Adam (who is currently in the US with the band ahead of the restart of their world tour in Johannesburg in South Africa on February 13) asked her on Valentine's night 2006 at a private soiree in London where the couple spent a lot of time together.
Then a year later Adam and Susie went their separate ways after what was described by friends as "an amicable split". Alas, it wasn't to be. It scotched the hot rumour that they were supposed to get married in the biggest rock 'n' roll wedding of the year in 2007, with Bono as best man.
My favourite Adam Clayton rumour is that he put his body in front of Bono in 1987 during a show in America's deep south during Pride (In the Name of Love) to protect his friend from an alleged death threat.

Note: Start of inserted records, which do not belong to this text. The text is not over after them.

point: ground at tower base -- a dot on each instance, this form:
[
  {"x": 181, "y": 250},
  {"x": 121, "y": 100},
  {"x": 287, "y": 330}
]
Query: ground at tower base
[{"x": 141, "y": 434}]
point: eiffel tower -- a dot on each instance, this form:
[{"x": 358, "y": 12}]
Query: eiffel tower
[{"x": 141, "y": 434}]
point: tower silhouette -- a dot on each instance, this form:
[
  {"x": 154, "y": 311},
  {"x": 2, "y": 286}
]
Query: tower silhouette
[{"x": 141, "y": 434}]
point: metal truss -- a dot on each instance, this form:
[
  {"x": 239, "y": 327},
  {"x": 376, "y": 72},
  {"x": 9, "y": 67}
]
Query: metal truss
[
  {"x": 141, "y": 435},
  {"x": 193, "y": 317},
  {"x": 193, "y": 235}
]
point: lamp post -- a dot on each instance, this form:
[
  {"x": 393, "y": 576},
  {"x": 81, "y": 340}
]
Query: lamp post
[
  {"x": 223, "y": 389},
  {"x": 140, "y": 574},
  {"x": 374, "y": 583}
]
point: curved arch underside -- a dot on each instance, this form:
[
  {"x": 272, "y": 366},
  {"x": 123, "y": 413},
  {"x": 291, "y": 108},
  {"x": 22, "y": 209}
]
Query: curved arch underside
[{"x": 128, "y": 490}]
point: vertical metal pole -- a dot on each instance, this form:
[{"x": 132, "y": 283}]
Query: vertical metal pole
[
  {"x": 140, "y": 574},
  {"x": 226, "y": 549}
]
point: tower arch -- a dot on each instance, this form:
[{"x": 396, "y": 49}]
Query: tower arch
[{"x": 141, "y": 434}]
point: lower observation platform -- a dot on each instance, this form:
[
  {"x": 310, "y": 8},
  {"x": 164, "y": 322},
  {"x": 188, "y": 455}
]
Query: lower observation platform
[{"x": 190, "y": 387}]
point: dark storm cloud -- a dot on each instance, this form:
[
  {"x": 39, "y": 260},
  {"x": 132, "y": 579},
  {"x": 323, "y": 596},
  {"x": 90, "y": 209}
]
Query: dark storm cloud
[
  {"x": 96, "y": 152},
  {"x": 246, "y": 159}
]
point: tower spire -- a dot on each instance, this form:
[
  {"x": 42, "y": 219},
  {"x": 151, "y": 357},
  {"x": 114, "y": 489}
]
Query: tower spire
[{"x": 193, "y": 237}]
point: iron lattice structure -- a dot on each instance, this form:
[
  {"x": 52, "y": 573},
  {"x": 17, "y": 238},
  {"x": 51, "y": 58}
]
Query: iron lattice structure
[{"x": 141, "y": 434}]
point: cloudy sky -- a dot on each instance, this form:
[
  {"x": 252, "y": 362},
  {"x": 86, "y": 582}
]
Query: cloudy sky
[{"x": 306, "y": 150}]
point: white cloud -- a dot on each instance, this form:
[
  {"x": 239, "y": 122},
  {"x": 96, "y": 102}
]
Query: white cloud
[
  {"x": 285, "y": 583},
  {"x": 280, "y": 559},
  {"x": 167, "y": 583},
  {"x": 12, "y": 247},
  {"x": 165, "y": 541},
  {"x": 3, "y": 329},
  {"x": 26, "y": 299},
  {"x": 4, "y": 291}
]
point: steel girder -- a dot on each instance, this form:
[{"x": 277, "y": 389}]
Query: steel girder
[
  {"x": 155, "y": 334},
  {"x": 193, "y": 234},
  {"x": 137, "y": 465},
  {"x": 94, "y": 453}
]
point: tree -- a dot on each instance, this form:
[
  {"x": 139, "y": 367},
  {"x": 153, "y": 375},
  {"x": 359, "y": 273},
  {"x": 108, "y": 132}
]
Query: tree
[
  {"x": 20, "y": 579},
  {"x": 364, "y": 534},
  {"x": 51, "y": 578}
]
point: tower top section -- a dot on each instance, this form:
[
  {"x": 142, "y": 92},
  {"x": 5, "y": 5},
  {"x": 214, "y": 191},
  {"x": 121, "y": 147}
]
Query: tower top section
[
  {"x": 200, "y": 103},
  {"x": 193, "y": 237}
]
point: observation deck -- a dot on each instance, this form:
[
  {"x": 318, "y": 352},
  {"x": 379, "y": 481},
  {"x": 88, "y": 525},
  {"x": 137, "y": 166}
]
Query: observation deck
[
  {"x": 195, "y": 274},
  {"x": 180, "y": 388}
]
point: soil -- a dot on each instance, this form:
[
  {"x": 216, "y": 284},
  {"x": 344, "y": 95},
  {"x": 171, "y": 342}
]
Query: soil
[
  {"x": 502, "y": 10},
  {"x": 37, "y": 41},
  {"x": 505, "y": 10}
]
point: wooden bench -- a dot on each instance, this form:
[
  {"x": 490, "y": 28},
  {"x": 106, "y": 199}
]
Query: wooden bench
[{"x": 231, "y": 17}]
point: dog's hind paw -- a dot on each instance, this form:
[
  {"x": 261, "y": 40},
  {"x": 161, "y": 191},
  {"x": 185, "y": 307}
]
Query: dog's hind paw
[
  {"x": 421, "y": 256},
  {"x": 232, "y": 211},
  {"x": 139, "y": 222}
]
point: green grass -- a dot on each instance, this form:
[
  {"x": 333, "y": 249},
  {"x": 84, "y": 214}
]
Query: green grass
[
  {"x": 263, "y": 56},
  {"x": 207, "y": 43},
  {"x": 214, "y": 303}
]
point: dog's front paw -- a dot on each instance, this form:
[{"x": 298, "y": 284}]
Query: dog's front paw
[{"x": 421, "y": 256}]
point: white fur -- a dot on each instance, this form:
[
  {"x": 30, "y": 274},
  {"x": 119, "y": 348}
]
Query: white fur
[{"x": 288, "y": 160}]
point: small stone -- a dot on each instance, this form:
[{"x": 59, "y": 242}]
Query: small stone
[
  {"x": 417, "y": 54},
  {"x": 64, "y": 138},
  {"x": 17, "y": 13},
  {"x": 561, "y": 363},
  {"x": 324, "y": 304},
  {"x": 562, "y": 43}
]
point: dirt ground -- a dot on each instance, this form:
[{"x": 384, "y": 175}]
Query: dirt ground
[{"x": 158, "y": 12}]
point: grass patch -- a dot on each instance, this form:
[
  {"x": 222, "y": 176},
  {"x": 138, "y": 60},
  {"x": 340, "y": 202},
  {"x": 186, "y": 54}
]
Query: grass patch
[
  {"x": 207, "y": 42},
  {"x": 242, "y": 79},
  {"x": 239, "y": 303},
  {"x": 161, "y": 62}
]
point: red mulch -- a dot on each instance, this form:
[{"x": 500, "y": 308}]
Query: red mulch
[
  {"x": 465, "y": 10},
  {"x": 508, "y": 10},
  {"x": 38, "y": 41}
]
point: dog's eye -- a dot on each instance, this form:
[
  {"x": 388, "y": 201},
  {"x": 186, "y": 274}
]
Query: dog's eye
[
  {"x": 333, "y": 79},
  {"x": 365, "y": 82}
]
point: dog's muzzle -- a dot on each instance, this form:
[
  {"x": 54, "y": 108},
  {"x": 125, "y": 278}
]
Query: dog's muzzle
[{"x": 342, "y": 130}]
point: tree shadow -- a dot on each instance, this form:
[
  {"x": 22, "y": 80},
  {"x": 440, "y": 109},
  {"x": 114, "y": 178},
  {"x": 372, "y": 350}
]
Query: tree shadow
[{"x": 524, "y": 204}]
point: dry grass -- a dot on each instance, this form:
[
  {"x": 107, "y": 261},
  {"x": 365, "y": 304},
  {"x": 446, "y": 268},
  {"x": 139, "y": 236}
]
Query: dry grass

Adam (along with Bono and The Edge) answered an ad on the notice board at Mount Temple school that 14-year-old Larry Mullen had posted in 1976. The rest is history. Of the early U2, Bono once said that: "Adam was bringing a lot of panache to the proceedings, and he was starting to produce a really great bass sound, even though he was a very eccentric bass player. He could play really complicated things easily and then be unable to clap in time and you'd just be left scratching your head."
Years ago, the concept of Adam Clayton as daddy would have had you furiously scratching your head. But not now.